The OST process acknowledges the potential for leadership in every person. The people in the room create the agenda based on the ideas and questions that they have passion for exploring within the meeting’s theme. Passion and responsibility are the two keys to a successful meeting. Without passion and enthusiasm, an idea will soon wane. Without responsibility, there is risk that the ideas will never move forward.
There are four principles and one law for conducting an OST meeting. These provide the freedom that enables participants to stay focused on the event at hand.
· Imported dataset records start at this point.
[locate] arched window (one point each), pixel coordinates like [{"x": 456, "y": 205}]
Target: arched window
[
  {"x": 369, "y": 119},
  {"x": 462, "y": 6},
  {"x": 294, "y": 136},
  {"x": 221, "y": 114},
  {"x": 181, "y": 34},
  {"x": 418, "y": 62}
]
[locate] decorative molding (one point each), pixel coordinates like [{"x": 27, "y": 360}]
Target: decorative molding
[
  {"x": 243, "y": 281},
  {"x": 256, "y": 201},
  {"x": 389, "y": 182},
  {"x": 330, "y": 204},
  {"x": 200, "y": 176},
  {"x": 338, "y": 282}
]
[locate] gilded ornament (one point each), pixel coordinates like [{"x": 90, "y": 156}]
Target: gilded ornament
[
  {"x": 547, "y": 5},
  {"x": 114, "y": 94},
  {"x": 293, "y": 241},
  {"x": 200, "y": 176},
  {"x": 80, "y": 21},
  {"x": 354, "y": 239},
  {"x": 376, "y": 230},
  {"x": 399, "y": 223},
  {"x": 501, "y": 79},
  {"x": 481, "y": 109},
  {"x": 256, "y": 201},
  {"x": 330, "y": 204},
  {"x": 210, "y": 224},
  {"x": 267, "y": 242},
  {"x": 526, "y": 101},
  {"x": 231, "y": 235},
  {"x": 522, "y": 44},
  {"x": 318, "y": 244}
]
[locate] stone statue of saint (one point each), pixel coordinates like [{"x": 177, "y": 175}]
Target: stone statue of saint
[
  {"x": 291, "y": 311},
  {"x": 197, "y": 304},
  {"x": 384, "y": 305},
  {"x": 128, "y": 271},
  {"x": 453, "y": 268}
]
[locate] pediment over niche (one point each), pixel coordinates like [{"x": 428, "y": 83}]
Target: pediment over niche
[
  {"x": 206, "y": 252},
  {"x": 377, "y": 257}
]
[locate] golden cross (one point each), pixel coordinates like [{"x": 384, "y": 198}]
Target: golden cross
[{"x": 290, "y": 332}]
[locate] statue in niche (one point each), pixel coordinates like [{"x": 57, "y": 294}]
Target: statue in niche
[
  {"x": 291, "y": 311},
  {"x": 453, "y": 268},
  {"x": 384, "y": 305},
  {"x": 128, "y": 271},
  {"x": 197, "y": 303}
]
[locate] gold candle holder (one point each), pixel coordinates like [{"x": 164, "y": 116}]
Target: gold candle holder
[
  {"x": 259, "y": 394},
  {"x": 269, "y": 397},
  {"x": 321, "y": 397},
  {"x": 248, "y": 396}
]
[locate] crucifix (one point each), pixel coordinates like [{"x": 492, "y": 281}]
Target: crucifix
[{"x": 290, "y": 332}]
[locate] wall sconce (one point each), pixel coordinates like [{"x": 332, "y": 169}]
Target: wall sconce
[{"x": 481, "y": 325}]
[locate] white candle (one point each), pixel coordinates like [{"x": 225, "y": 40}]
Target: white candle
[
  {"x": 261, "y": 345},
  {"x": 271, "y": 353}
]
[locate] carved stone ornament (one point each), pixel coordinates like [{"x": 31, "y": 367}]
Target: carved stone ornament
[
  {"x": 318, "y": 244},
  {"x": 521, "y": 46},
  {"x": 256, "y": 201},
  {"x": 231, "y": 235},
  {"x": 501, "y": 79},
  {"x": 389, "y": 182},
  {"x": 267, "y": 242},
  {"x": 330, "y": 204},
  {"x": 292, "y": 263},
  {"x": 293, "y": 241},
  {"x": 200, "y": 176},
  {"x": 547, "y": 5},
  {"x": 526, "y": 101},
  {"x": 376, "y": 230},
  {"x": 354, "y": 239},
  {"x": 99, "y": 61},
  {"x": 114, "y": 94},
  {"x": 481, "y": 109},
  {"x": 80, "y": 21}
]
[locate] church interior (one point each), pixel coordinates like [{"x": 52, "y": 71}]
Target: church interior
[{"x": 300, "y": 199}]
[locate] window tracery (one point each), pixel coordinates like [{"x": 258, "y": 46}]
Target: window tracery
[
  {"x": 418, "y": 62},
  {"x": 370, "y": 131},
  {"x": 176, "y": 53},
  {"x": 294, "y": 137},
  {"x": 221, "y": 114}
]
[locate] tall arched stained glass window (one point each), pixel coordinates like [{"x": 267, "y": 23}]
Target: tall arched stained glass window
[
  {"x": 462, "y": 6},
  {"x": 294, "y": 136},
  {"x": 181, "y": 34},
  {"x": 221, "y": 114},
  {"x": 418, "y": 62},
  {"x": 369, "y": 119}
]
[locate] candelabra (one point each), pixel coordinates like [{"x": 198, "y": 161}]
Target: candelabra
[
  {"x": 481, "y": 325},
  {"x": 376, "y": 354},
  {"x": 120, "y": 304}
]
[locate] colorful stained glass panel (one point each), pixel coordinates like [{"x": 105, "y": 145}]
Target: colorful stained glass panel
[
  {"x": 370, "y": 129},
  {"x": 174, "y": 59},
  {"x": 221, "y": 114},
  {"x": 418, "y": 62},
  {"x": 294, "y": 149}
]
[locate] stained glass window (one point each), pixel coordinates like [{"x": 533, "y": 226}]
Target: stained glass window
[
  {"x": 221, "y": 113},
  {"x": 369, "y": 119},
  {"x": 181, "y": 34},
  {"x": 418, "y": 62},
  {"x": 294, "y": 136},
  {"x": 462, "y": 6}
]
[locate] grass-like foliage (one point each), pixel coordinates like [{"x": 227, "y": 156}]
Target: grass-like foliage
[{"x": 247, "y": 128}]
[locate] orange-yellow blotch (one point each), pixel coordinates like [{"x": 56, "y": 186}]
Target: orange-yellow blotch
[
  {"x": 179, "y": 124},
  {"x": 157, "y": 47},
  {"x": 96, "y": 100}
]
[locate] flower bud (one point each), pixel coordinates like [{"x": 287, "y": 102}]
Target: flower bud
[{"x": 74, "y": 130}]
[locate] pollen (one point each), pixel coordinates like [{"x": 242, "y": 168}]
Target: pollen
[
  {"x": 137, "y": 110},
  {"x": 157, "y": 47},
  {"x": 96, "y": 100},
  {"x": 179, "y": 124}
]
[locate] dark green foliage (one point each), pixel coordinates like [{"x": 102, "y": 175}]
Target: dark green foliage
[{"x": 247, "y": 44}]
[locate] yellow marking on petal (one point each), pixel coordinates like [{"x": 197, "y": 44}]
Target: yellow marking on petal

The principles and the law also enable people to participate in ways that are most meaningful to them.
The Four Principles:
- Whoever comes are the right people (Reinforces that the wisdom to achieve solutions is present in the room and that the group is not to worry about who is or is not present.)
- Whatever happens is the only thing that could have (Keeps the attention on the best possible effort and wisdom in the present moment thereby discouraging "should have done" thinking in retrospect.)
- Whenever it starts is the right time (Reminds people that creativity cannot be controlled.)
- When it is over, it is over (Encourages people to continue their discussion so long as there is energy for it. This principle may result in a shorter session that does not fill the entire time allotted, or it may result in a session longer than the time allotted.)
The Law of Two Feet (Mobility):
If persons find themselves in situations where they feel they are neither learning nor contributing anything, then they are personally responsible for moving to another place, for example to another group meeting or even to the break area where casual conversation may emerge.
The OST Meeting Process
The OST process is simple:
- After welcoming participants and explaining the theme, process, principles and law, the facilitator opens the meeting to let the group create the agenda.
- Individuals identify topics that are important to them regarding the theme. Individuals write their topics on flipchart paper, announce their topic(s) to the group, and then post their topic(s) on the agenda wall which is called “the marketplace”. There is a means of assigning room spaces and times for the topics that are generated.
- When all the topics are posted, everyone goes to this "marketplace” and selects the topics of discussion that interest them personally. Each person goes to the assigned location for each session at the designated times.
- The facilitator gets out of the way. The group self-manages within each topic discussion and produces a session report at the end of their discussion for all to read. Someone from each topic group is chosen or volunteers to capture the session report on a report form.
- The facilitator oversees the computer station to ensure that all is working well with the report entry but the group leaders are responsible for ensuring that their session reports are entered.
- All during the meeting, people are moving about to different places and joining topics based on their interest and passion without any guidance or interference from the facilitator. The facilitator never intervenes in the topic discussions, no matter what happens within them.
- The facilitator reconvenes the group as a collective whole at the end of each day, at the start of each subsequent day and at the close of the meeting.
- If time is allowed for action planning, after all topic discussions have ended and all reports have been created, the facilitator uses a more guided process to help the group identify priorities, break into planning groups and identify their next steps and future actions. This portion of the meeting takes about three to four hours, whether it is a two or three day meeting.
- At the end of the meeting there is a closing circle. In this closing, individuals are able to share reflections on their experience and further their commitment to the theme and to the future.